I recently built a URL forward service named “Link Forwarder” using .NET Core 2.2. It’s open source and currently having a preview version deployed to my subdomain “go.edi.wang”. This article will share how I built it and what I learned.
To help you understand the system and walk through the code, please check my GitHub repository for this project: https://github.com/EdiWang/LinkForwarder
The Problem
Resources on the internet can sometimes change their URLs. For example, when I created my website 10 years ago, a typical blog post URL was like “https://myolddomain.net/viewarticle.aspx?id=123”. Some friends of mine then referenced my post on their website or sent the URL to another person.

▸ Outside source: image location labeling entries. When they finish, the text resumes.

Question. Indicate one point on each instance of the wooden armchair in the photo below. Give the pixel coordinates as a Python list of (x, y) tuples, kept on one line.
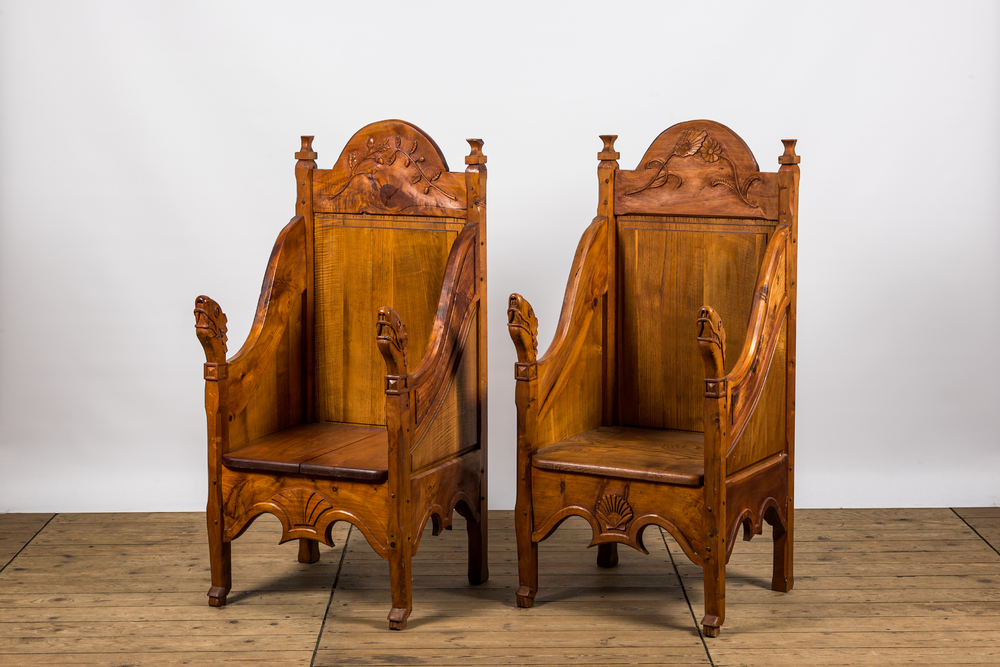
[(337, 407), (639, 413)]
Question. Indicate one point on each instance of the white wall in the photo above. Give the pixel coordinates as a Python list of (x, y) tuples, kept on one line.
[(146, 156)]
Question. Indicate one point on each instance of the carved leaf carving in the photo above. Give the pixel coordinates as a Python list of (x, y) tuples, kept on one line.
[(376, 156), (691, 143)]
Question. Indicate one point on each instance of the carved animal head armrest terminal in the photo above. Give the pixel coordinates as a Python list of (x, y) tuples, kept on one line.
[(712, 342), (391, 334), (523, 327), (210, 325)]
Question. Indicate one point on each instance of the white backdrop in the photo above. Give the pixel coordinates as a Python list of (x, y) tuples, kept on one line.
[(146, 157)]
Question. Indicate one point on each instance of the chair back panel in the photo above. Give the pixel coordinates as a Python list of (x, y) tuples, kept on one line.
[(362, 264), (668, 269), (390, 167), (385, 217)]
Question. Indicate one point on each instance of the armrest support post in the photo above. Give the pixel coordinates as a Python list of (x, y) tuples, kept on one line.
[(210, 326), (712, 344)]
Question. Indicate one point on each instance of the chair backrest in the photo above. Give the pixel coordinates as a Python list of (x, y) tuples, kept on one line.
[(691, 226), (383, 221)]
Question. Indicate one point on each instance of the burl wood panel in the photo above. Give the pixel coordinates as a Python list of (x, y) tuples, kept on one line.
[(278, 401), (669, 269), (570, 372), (764, 435), (454, 424), (698, 168), (390, 167), (402, 265)]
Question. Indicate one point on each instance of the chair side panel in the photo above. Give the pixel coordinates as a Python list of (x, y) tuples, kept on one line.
[(669, 268), (454, 427), (764, 434), (363, 263), (278, 401), (574, 404)]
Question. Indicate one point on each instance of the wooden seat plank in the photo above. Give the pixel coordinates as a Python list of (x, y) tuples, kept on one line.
[(366, 460), (288, 450), (656, 455)]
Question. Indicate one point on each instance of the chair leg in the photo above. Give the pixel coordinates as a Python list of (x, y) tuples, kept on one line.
[(479, 567), (402, 586), (308, 551), (782, 579), (527, 563), (715, 597), (607, 554), (220, 559)]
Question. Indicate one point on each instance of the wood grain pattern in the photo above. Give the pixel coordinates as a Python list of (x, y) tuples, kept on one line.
[(360, 395), (360, 270), (636, 416), (669, 271), (673, 457)]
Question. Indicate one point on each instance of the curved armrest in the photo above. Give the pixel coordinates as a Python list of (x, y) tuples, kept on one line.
[(456, 306), (588, 280), (284, 281), (744, 383)]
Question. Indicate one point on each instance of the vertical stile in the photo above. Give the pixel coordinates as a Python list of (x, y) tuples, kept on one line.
[(304, 206), (605, 206), (788, 197)]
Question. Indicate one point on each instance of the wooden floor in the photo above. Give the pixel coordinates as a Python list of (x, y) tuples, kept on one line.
[(873, 587)]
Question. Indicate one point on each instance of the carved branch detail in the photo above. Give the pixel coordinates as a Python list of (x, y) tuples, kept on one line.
[(210, 326), (391, 334), (523, 327), (691, 143), (382, 155)]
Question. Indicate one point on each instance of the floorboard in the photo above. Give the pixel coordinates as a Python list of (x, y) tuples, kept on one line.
[(872, 587), (916, 587)]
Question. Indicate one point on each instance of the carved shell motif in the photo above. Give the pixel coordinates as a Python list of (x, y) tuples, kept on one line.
[(302, 506), (614, 511)]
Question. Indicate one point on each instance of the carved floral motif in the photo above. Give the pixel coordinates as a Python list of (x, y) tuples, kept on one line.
[(691, 143), (614, 511), (382, 155)]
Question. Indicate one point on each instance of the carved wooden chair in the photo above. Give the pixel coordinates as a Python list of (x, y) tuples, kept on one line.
[(639, 413), (337, 407)]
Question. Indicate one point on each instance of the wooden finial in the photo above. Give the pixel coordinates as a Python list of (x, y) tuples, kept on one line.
[(306, 153), (789, 156), (476, 155), (609, 152)]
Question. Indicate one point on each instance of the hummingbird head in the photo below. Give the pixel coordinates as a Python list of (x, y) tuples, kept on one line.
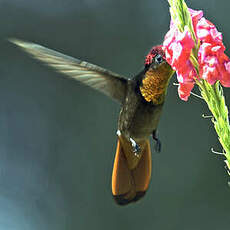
[(156, 59), (158, 72)]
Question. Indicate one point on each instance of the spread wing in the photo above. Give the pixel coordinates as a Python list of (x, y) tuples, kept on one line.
[(103, 80)]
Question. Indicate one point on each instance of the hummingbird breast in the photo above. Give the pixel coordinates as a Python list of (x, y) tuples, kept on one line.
[(138, 118)]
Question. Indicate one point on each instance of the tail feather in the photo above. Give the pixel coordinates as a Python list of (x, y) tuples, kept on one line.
[(130, 184)]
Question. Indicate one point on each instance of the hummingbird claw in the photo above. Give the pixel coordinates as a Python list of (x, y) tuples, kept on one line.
[(136, 147), (158, 142)]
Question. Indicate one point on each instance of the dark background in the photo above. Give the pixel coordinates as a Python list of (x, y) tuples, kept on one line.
[(58, 137)]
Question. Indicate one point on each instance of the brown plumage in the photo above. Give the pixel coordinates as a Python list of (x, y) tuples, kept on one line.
[(141, 100)]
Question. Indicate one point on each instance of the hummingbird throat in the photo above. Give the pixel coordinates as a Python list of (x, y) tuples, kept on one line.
[(154, 86)]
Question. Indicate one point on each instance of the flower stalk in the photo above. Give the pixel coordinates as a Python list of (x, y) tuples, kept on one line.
[(206, 56)]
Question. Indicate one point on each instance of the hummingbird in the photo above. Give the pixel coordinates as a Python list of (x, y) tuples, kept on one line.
[(141, 98)]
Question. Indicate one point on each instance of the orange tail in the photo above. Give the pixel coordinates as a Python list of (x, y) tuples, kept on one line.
[(130, 178)]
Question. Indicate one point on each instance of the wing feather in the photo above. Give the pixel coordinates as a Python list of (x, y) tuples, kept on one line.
[(109, 83)]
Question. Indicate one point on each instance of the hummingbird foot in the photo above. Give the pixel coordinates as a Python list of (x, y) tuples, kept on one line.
[(158, 142), (136, 147)]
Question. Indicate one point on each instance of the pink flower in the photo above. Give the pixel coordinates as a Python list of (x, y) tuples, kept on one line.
[(214, 65), (184, 90)]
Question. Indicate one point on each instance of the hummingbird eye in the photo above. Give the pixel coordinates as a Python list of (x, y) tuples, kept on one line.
[(159, 59)]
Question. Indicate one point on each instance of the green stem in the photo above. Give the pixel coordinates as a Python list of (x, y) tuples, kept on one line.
[(213, 95)]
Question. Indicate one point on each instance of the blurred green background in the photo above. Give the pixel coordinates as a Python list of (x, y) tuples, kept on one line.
[(58, 137)]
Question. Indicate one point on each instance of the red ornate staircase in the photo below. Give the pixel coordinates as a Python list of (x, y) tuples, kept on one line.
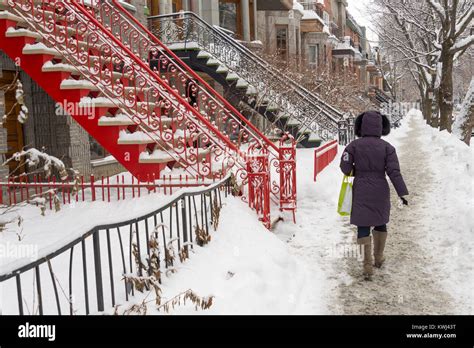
[(84, 55)]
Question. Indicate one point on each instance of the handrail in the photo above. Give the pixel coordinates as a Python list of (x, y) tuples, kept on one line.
[(97, 264), (140, 70), (155, 75), (242, 48), (194, 74)]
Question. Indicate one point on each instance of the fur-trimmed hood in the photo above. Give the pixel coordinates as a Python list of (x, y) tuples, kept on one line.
[(372, 123)]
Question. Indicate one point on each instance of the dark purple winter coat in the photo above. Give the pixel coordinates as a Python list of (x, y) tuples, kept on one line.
[(370, 157)]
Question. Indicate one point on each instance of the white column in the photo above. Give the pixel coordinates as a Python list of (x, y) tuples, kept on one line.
[(245, 9), (255, 20), (195, 6), (165, 6)]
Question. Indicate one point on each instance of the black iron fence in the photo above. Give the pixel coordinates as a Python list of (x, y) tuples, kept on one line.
[(89, 274)]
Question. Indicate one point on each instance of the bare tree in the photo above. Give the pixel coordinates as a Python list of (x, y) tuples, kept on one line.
[(428, 36)]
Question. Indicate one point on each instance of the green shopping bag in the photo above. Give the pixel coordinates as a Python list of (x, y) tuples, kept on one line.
[(344, 206)]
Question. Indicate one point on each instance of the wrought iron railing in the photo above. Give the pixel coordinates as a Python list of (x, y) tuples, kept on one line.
[(104, 43), (86, 275), (297, 101), (143, 43)]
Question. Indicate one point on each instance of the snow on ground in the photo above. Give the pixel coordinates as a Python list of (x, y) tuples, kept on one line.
[(313, 266), (448, 219), (430, 246), (245, 268)]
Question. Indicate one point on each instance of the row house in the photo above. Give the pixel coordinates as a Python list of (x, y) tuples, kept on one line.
[(314, 32)]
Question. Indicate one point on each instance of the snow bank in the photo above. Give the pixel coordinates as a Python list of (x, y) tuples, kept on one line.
[(246, 268), (449, 211)]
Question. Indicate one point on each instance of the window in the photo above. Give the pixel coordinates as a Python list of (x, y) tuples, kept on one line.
[(228, 16), (313, 56), (97, 151), (282, 41), (326, 17)]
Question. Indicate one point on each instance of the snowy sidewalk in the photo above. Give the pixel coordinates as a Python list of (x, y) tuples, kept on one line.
[(429, 249)]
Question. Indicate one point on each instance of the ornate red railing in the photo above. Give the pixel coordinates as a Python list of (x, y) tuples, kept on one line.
[(103, 42)]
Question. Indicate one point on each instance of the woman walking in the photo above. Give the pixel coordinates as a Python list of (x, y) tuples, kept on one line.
[(369, 158)]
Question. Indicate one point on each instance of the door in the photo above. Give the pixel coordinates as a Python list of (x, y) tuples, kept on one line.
[(15, 140), (230, 16), (177, 5)]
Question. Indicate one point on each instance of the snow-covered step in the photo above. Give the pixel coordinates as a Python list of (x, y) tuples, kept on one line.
[(272, 107), (204, 55), (222, 69), (283, 115), (136, 138), (135, 89), (117, 120), (12, 32), (232, 77), (241, 83), (158, 156), (293, 122), (40, 48), (213, 62), (10, 16), (304, 131), (99, 102), (313, 137), (182, 46), (60, 67), (78, 84), (251, 90)]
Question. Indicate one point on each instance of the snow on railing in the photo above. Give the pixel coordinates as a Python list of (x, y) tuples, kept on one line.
[(97, 263), (324, 155), (103, 188)]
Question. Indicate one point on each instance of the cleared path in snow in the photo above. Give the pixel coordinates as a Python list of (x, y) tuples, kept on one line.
[(411, 280), (405, 284)]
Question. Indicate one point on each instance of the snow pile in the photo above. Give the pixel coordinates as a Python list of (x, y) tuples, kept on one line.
[(465, 112), (316, 238), (255, 272), (448, 214)]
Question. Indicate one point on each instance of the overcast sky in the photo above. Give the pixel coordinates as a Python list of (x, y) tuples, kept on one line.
[(358, 9)]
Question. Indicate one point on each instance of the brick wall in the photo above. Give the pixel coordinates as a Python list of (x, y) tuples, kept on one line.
[(60, 135)]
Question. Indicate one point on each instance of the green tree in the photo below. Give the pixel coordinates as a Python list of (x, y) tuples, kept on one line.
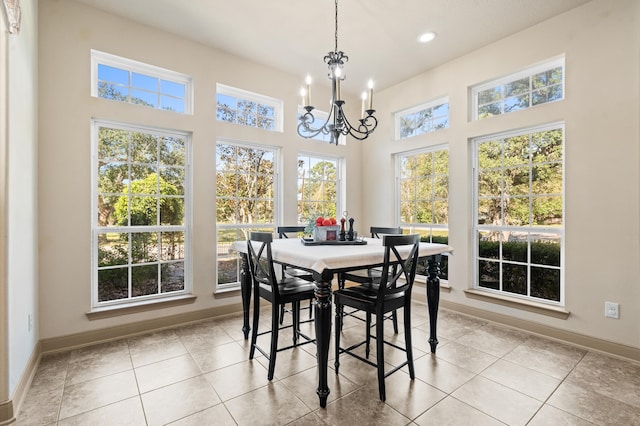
[(317, 190), (143, 209), (244, 185)]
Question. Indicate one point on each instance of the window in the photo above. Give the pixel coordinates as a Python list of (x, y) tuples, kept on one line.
[(248, 109), (319, 119), (423, 195), (518, 214), (533, 86), (246, 200), (129, 81), (318, 187), (140, 210), (425, 118)]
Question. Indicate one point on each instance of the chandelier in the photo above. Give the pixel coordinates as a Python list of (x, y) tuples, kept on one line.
[(336, 123)]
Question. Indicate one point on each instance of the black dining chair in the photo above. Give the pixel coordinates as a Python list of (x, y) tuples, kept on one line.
[(393, 292), (370, 276), (266, 285), (283, 232)]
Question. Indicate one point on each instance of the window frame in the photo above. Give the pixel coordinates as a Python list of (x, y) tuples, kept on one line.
[(321, 117), (399, 115), (276, 104), (133, 66), (478, 228), (246, 227), (96, 305), (419, 227), (340, 184), (510, 78)]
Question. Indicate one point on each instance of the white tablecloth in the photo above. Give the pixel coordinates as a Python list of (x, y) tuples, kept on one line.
[(335, 257)]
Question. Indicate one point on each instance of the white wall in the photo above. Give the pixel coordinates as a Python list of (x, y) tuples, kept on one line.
[(68, 31), (22, 206), (602, 182), (600, 41)]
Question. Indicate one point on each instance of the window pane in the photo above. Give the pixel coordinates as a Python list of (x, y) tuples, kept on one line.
[(144, 247), (489, 245), (144, 98), (545, 283), (547, 211), (176, 90), (171, 211), (545, 249), (490, 183), (490, 211), (113, 75), (142, 86), (489, 274), (517, 87), (172, 277), (515, 246), (514, 278), (172, 245), (516, 211), (524, 214), (113, 284), (144, 280), (490, 95), (172, 104), (113, 249)]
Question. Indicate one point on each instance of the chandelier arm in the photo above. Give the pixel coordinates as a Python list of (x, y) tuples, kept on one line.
[(336, 34), (308, 132), (366, 125)]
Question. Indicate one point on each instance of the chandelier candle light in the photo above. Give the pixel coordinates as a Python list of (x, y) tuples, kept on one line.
[(337, 123)]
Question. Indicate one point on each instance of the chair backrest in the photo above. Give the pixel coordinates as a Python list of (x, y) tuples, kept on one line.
[(376, 231), (260, 259), (401, 256), (282, 231)]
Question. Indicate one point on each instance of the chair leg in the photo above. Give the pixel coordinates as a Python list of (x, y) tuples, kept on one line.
[(254, 331), (380, 356), (367, 349), (338, 327), (407, 340), (281, 314), (394, 318), (274, 340), (295, 307)]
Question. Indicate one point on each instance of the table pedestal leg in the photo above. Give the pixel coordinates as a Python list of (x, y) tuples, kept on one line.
[(323, 331), (433, 298), (245, 289)]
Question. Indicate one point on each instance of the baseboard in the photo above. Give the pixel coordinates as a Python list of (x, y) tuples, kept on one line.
[(6, 412), (71, 341), (9, 409), (576, 339)]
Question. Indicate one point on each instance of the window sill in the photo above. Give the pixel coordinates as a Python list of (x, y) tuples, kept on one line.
[(513, 302), (149, 305)]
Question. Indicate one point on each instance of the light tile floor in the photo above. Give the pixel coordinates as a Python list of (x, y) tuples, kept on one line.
[(199, 374)]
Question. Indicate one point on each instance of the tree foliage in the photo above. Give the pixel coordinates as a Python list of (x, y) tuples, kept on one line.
[(424, 188), (244, 185), (520, 180), (317, 189), (143, 209)]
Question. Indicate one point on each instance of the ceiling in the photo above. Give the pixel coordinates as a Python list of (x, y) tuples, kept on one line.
[(379, 36)]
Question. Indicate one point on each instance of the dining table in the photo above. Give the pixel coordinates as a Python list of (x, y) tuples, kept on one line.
[(326, 260)]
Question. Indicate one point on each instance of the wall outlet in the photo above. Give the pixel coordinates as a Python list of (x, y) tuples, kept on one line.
[(611, 310)]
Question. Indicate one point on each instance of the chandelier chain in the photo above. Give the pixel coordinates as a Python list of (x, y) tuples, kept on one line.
[(336, 34)]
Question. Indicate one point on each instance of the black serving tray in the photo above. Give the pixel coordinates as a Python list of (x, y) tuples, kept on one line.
[(310, 242)]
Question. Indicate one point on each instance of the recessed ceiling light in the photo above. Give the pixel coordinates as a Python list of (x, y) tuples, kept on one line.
[(426, 37)]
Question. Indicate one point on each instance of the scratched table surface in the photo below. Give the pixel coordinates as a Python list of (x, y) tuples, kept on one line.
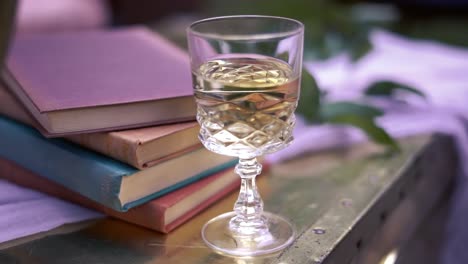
[(338, 201)]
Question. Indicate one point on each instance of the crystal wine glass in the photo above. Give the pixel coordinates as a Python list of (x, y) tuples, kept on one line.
[(246, 76)]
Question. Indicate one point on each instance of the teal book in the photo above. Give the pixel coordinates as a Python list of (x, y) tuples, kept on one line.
[(97, 177)]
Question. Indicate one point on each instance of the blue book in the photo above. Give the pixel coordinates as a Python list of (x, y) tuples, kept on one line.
[(102, 179)]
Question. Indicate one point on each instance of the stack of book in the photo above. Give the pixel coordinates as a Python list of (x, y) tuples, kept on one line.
[(105, 119)]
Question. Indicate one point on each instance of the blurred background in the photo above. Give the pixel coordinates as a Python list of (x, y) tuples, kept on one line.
[(332, 26)]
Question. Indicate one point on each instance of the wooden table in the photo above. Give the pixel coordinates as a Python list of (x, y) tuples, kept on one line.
[(352, 205)]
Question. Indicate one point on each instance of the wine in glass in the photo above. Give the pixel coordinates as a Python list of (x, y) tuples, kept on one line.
[(246, 78)]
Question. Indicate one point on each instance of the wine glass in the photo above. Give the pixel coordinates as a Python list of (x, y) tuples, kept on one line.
[(246, 76)]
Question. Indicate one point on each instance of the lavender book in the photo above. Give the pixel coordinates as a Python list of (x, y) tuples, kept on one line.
[(100, 80)]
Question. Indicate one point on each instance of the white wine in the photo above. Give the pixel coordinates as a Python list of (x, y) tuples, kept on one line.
[(245, 104)]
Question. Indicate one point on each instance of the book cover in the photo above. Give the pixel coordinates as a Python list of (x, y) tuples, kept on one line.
[(161, 214), (100, 178), (139, 147), (80, 81)]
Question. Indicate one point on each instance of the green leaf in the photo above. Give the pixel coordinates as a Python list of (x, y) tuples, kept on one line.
[(387, 88), (368, 126), (330, 110), (309, 101)]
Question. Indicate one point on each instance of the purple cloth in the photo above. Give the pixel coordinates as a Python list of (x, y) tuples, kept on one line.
[(26, 212), (440, 71)]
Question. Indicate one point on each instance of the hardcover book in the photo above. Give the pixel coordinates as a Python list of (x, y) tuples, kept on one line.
[(100, 80), (161, 214), (139, 147), (100, 178)]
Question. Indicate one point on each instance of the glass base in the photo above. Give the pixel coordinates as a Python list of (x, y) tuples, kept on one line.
[(218, 236)]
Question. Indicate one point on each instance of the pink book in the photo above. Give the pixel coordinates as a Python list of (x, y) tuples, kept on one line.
[(162, 214), (100, 80)]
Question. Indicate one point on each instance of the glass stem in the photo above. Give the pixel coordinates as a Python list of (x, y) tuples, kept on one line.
[(249, 205)]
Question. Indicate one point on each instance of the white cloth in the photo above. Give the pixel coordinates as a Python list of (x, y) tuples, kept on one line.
[(440, 71)]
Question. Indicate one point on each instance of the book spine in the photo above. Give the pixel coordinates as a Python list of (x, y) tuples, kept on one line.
[(88, 173), (109, 144)]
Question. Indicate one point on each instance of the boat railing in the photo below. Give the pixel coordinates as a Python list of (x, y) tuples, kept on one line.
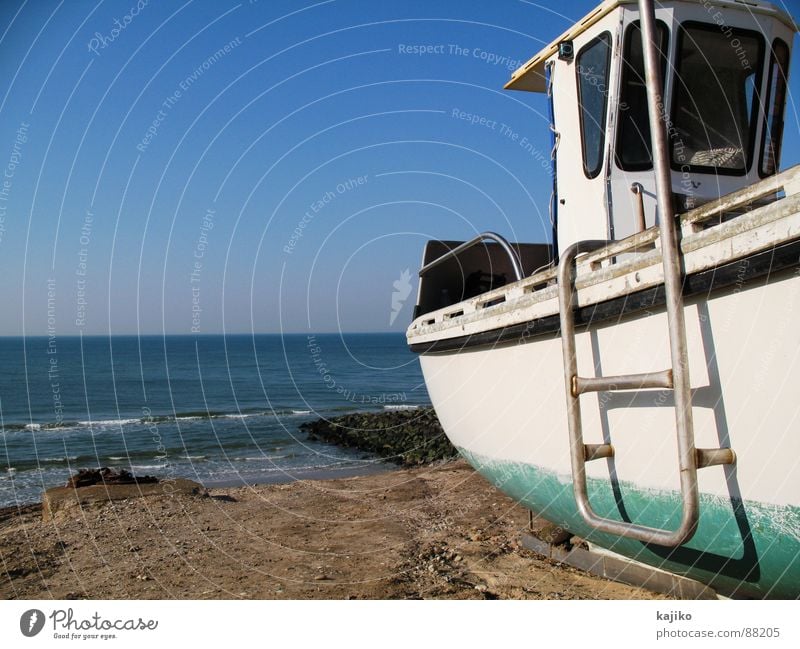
[(516, 264)]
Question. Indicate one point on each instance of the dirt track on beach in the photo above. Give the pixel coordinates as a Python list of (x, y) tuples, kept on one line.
[(432, 532)]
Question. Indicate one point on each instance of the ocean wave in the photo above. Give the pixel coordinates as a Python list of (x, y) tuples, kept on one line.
[(110, 422)]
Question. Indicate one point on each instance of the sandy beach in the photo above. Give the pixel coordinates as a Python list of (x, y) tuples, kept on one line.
[(438, 531)]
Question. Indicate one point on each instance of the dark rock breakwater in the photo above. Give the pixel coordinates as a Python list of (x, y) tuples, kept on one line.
[(406, 437)]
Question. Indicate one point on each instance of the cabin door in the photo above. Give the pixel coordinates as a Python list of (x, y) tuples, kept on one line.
[(631, 178), (580, 104)]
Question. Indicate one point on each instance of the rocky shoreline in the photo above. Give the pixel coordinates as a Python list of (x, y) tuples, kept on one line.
[(406, 437)]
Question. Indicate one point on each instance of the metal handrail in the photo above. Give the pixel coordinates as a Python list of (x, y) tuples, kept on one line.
[(516, 265), (689, 458)]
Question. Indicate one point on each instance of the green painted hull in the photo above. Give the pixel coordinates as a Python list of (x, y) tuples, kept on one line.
[(741, 548)]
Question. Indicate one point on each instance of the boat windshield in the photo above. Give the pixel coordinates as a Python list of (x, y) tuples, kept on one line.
[(715, 105)]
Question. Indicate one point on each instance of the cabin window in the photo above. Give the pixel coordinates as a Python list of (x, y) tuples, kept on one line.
[(592, 66), (775, 101), (633, 132), (716, 99)]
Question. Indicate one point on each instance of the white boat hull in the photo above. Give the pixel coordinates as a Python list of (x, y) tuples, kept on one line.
[(504, 407)]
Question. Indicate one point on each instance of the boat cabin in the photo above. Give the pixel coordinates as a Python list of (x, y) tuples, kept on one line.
[(724, 66)]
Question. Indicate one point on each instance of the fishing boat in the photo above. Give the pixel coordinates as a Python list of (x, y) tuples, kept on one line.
[(635, 380)]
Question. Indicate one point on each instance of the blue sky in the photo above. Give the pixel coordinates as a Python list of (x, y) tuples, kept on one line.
[(158, 184)]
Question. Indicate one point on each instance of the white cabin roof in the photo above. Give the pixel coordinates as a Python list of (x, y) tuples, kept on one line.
[(530, 76)]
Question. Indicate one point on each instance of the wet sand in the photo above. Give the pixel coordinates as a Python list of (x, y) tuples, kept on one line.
[(432, 532)]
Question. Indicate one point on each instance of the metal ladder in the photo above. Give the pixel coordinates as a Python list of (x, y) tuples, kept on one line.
[(690, 459)]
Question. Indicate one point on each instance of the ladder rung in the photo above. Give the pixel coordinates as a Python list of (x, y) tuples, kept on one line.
[(642, 381), (597, 451), (714, 456)]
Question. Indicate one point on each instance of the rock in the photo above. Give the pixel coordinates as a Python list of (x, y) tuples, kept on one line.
[(62, 499), (406, 437), (88, 477)]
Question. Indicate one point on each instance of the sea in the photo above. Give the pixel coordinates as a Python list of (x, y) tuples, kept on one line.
[(221, 410)]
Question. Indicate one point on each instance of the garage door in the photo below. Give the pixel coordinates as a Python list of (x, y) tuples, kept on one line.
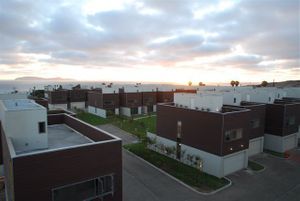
[(255, 146), (234, 162), (290, 142)]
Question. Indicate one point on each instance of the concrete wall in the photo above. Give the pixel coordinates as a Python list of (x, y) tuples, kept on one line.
[(199, 101), (232, 98), (125, 111), (23, 128), (77, 105), (211, 164), (97, 111), (58, 106), (280, 143), (13, 96)]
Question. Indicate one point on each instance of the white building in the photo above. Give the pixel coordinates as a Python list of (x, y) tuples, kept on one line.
[(200, 101)]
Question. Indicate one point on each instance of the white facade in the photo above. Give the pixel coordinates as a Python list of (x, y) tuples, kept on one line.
[(77, 105), (280, 143), (293, 92), (232, 98), (126, 111), (218, 166), (209, 102), (13, 96), (58, 106), (25, 122)]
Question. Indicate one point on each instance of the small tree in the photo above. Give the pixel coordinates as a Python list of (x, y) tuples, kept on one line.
[(232, 83), (264, 83)]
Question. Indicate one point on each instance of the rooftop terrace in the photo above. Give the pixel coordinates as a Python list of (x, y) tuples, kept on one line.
[(20, 104), (60, 136)]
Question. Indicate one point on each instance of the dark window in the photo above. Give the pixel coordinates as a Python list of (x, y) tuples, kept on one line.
[(87, 190), (134, 110), (254, 123), (179, 129), (291, 121), (42, 127), (108, 102), (233, 134)]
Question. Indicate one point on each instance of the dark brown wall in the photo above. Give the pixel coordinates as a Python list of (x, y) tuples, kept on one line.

After a few years, I got a new domain and launched a new blog system that completely changed the URL of that blog post to “https://edi.wang/post/2009/1/1/an-old-article”, which makes any old URLs obsolete, so any existing links that pointed to my blog a few years ago will fail. My blog makes no money, so it’s OK.
But this problem can happen to an enterprise’s products, especially for those client-side systems and applications. If you put a support link into your product that installed on client computers, and someday the link changed, you will have to push updates to all your clients just for changing that link.
To solve this problem, I would like to follow the example of Microsoft. What Microsoft did is that it created “go.microsoft.com” to use a static ID that can never change to redirect to the actual URL that can change over time. For example, https://go.microsoft.com/fwlink/?linkid=2049807 is pointing to the help document of the new Chromium-based Edge browser, whose current URL is https://microsoftedgesupport.microsoft.com/hc/en-us. If the document’s URL changes over time, Edge doesn’t have to change its built-in help link. Microsoft only needs to update its database to change the target URL of link ID 2049807. This “go.microsoft.com” service is everywhere across Microsoft products.
This is the basic idea of Link Forwarder.
Basic Workflow
An administrator creates a token URL (e.g. https://go.edi.wang/fw/e66fad1e) for a valid URL. (e.g. https://www.some-website.com/1234/abcd/1.html). Then, users can redirect to the original URL with a generated token URL. And by each successful redirection, the user’s browser UA and IP address will be recorded, so that the Administrator can view and get insights from the report.
Figure: Report
Figure: Create/Edit Link
Figure: Share Link
Not a URL Shortener
Link Forwarder is like, but not a URL shortener. The key differences are:
- URL shortener’s goal is creating URL as short as possible, usually deployed to a very short domain name. Link Forwarder doesn’t care if it’s deployed to a long domain name.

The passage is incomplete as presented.